Importadoras também entraram no debate. A Decanter, uma das maiores do setor de vinhos, divulgou comunicado reafirmando que todos os rótulos que traz ao Brasil passam por análises laboratoriais obrigatórias e chegam com certificação oficial do Ministério da Agricultura. “A Decanter trabalha há quase três décadas oferecendo vinhos autênticos, certificados e seguros. O grupo reafirma seu compromisso com a qualidade e a confiança dos consumidores. Se um produto não tiver nosso contrarrótulo, é contrabando”, reforçou a empresa.
A Aurora Fine Brands, uma das principais importadoras e distribuidoras de bebidas premium no Brasil – responsável por trazer ao país rótulos de destilados internacionais como Absolut, Chivas Regal, Ballantine’s, Beefeater, Havana Club e Malibu – informou que não iria se pronunciar diretamente sobre o tema. Segundo a empresa, por orientação interna, a manifestação caberia à Associação Brasileira de Bebidas (Abrabe). Até a conclusão desta reportagem, porém, a entidade ainda não havia se posicionado.
Drink seguro
Para blindar a credibilidade do setor, bares iniciaram campanhas de prevenção, promovendo o conceito de “drink seguro” e divulgando que só trabalham com produtos certificados. Segundo a Abrasel, Mais de 13 mil profissionais já participaram de treinamentos online oferecidos por associações do setor para identificar e diferenciar bebidas autênticas das falsificadas.

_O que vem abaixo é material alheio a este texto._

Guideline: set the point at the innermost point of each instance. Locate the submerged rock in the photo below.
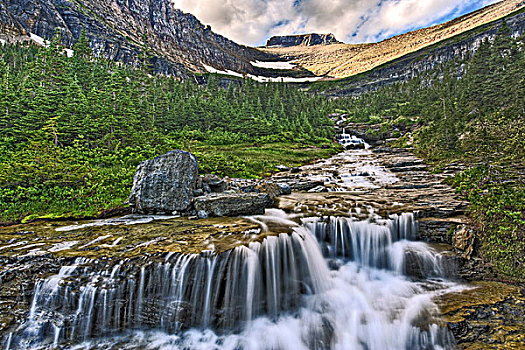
(232, 204)
(164, 184)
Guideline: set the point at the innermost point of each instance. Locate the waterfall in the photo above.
(384, 244)
(331, 283)
(184, 291)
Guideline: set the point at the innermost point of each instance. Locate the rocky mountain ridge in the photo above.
(116, 30)
(302, 40)
(416, 63)
(179, 44)
(344, 60)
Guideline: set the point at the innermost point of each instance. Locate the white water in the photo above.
(278, 294)
(356, 170)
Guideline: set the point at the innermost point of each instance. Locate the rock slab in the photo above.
(165, 184)
(227, 204)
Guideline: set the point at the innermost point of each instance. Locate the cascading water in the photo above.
(277, 294)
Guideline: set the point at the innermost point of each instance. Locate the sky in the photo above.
(252, 22)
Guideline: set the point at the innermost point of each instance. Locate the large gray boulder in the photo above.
(165, 184)
(231, 204)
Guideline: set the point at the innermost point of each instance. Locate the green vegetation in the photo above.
(471, 112)
(74, 129)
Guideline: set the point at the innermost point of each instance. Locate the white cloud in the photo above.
(251, 22)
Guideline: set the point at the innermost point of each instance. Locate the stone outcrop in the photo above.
(302, 40)
(414, 64)
(165, 184)
(115, 29)
(170, 184)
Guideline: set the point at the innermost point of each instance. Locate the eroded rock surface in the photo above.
(228, 204)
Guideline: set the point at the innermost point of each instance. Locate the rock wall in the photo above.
(412, 65)
(115, 30)
(302, 40)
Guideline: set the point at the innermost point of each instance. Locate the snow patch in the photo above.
(273, 65)
(283, 79)
(69, 52)
(42, 42)
(261, 79)
(38, 39)
(226, 72)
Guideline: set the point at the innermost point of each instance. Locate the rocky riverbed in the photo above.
(360, 185)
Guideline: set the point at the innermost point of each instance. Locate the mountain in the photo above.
(411, 65)
(117, 30)
(343, 60)
(177, 43)
(302, 40)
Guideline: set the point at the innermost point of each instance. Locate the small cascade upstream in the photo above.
(330, 283)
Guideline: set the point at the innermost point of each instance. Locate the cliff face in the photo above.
(115, 29)
(412, 65)
(345, 60)
(302, 40)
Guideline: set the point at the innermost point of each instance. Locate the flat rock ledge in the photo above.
(170, 185)
(231, 204)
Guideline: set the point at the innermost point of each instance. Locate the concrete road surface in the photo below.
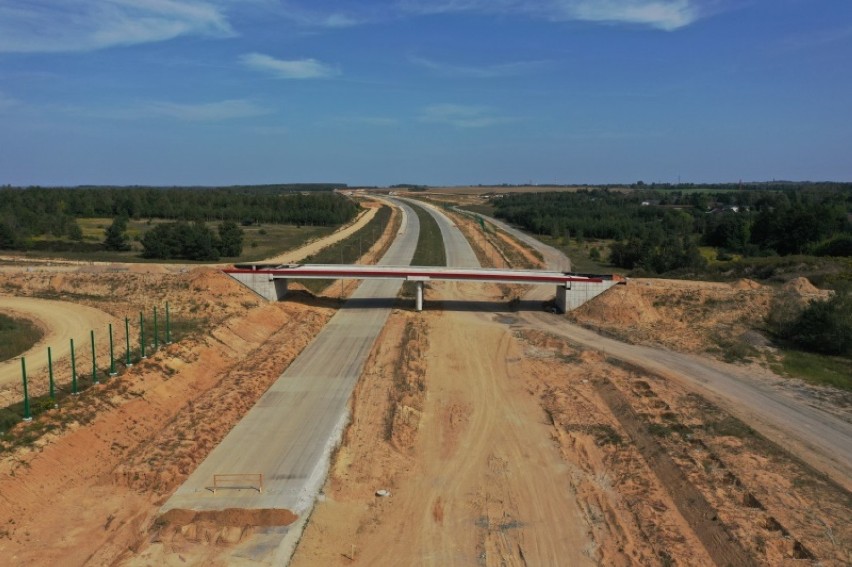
(458, 249)
(288, 436)
(821, 439)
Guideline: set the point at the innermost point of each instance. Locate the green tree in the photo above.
(8, 238)
(74, 231)
(116, 235)
(825, 326)
(230, 239)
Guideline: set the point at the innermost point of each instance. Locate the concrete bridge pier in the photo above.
(574, 294)
(419, 284)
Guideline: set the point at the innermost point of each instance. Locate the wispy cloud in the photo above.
(367, 120)
(478, 72)
(188, 112)
(316, 19)
(288, 69)
(208, 111)
(85, 25)
(661, 14)
(463, 116)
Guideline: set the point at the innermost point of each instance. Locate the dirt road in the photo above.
(60, 320)
(821, 439)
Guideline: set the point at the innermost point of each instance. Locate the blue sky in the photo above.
(413, 91)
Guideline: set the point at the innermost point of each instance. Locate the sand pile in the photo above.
(622, 305)
(746, 283)
(802, 286)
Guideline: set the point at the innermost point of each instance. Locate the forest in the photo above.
(29, 213)
(659, 231)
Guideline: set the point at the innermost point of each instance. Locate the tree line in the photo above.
(34, 212)
(660, 231)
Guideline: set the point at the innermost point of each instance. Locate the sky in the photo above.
(435, 92)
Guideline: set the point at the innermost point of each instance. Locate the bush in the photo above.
(824, 326)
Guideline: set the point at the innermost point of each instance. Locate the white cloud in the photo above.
(478, 72)
(205, 112)
(367, 120)
(85, 25)
(288, 69)
(462, 116)
(661, 14)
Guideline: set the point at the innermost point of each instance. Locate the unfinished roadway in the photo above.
(822, 439)
(289, 434)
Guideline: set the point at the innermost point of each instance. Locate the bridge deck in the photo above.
(419, 273)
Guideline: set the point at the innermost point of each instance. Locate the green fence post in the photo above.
(94, 361)
(127, 362)
(156, 331)
(50, 372)
(27, 415)
(142, 334)
(168, 326)
(74, 391)
(112, 371)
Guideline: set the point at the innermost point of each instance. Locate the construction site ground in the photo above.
(498, 443)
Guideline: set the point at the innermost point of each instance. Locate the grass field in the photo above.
(817, 369)
(260, 241)
(17, 336)
(348, 250)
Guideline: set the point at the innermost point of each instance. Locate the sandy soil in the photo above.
(60, 321)
(498, 444)
(659, 474)
(468, 459)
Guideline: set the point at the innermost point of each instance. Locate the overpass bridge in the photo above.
(572, 290)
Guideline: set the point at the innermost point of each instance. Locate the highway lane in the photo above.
(458, 249)
(290, 433)
(554, 259)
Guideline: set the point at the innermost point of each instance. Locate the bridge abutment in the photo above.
(574, 294)
(263, 284)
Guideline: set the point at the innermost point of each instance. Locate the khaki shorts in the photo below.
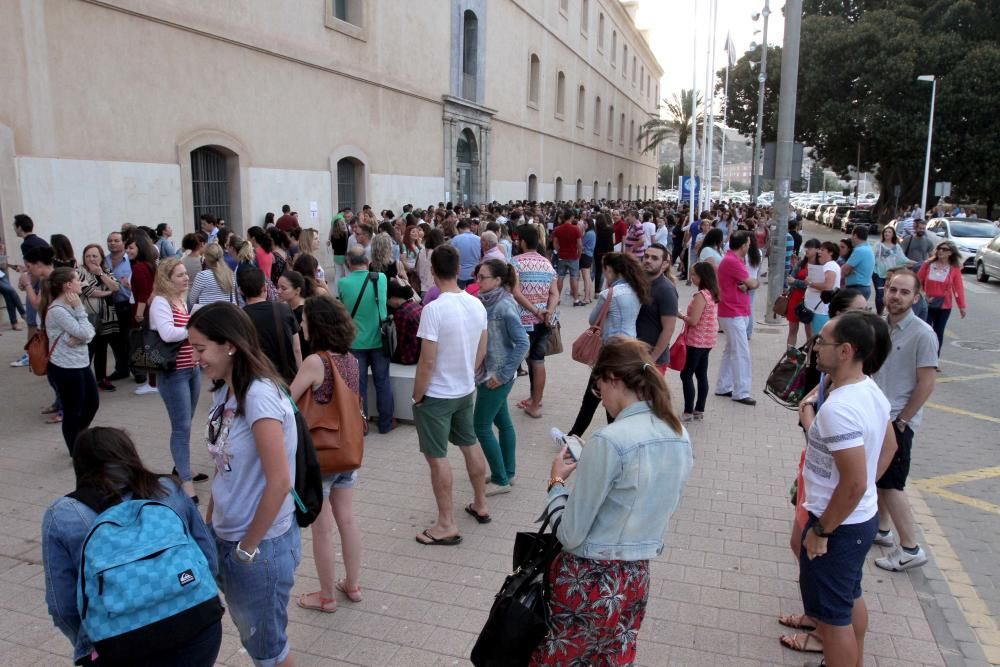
(440, 420)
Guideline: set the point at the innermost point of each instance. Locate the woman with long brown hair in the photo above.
(629, 481)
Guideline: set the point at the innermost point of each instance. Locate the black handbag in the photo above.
(149, 353)
(518, 619)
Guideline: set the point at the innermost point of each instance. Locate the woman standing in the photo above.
(252, 438)
(628, 289)
(65, 322)
(941, 278)
(168, 316)
(214, 282)
(108, 471)
(98, 286)
(701, 333)
(888, 255)
(797, 284)
(330, 331)
(506, 347)
(630, 478)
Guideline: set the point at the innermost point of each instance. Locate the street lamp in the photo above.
(928, 78)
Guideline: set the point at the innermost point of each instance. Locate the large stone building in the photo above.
(149, 111)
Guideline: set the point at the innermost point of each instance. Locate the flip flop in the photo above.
(796, 621)
(322, 606)
(800, 642)
(440, 542)
(481, 518)
(353, 596)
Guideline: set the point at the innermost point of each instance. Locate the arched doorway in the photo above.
(466, 160)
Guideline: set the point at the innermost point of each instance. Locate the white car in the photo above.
(968, 234)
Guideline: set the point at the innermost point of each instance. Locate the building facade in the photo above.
(149, 111)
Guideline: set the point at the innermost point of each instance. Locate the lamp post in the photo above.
(761, 79)
(930, 133)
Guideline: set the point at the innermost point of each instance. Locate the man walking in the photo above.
(734, 315)
(453, 345)
(365, 295)
(844, 443)
(657, 319)
(861, 264)
(907, 380)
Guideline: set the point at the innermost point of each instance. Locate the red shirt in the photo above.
(287, 222)
(569, 238)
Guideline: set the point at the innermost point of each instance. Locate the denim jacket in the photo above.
(506, 341)
(622, 313)
(65, 527)
(628, 483)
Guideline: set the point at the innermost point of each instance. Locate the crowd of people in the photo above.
(471, 297)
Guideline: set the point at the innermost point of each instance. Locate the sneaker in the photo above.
(885, 539)
(899, 560)
(497, 489)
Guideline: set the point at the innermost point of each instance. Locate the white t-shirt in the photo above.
(812, 300)
(855, 415)
(455, 321)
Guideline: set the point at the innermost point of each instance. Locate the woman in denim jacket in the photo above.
(506, 347)
(107, 466)
(628, 289)
(630, 479)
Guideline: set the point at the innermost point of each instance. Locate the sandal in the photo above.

Se grandes marcas e redes de bares conseguem sustentar a confiança com certificações e escala de distribuição, pequenos produtores artesanais, especialmente de gin, temem sofrer com a retração. “O consumidor pode adotar uma postura de desconfiança generalizada”, avalia um empresário do segmento.
A Polícia Civil e a Polícia Federal intensificaram ações contra laboratórios e distribuidores ilegais. Um dos focos está na prática de reutilização de garrafas originais para envasar bebidas adulteradas, expediente que confere aparência de legitimidade a produtos irregulares.
Especialistas do setor avaliam que a fala do ministro pode provocar uma mudança temporária no padrão de consumo: queda na procura por destilados incolores (como cachaça, vodka e gin de baixo custo) e leve migração para cervejas e chopes, mais difíceis de adulterar.
Para além do impacto imediato nas vendas, a recomendação do ministro acendeu um alerta estrutural. A indústria de bebidas, de multinacionais a microdestilarias, deve ser pressionada a investir em mecanismos de rastreabilidade mais visíveis ao consumidor, como QR codes de origem e certificações reforçadas.
Se por um lado a fala de Padilha trouxe temor de retração, por outro abre espaço para que empresas sérias se diferenciem e capitalizem em cima da confiança. O conceito de “drink seguro”, antes restrito a campanhas setoriais, pode se consolidar como um novo selo de qualidade para o mercado brasileiro.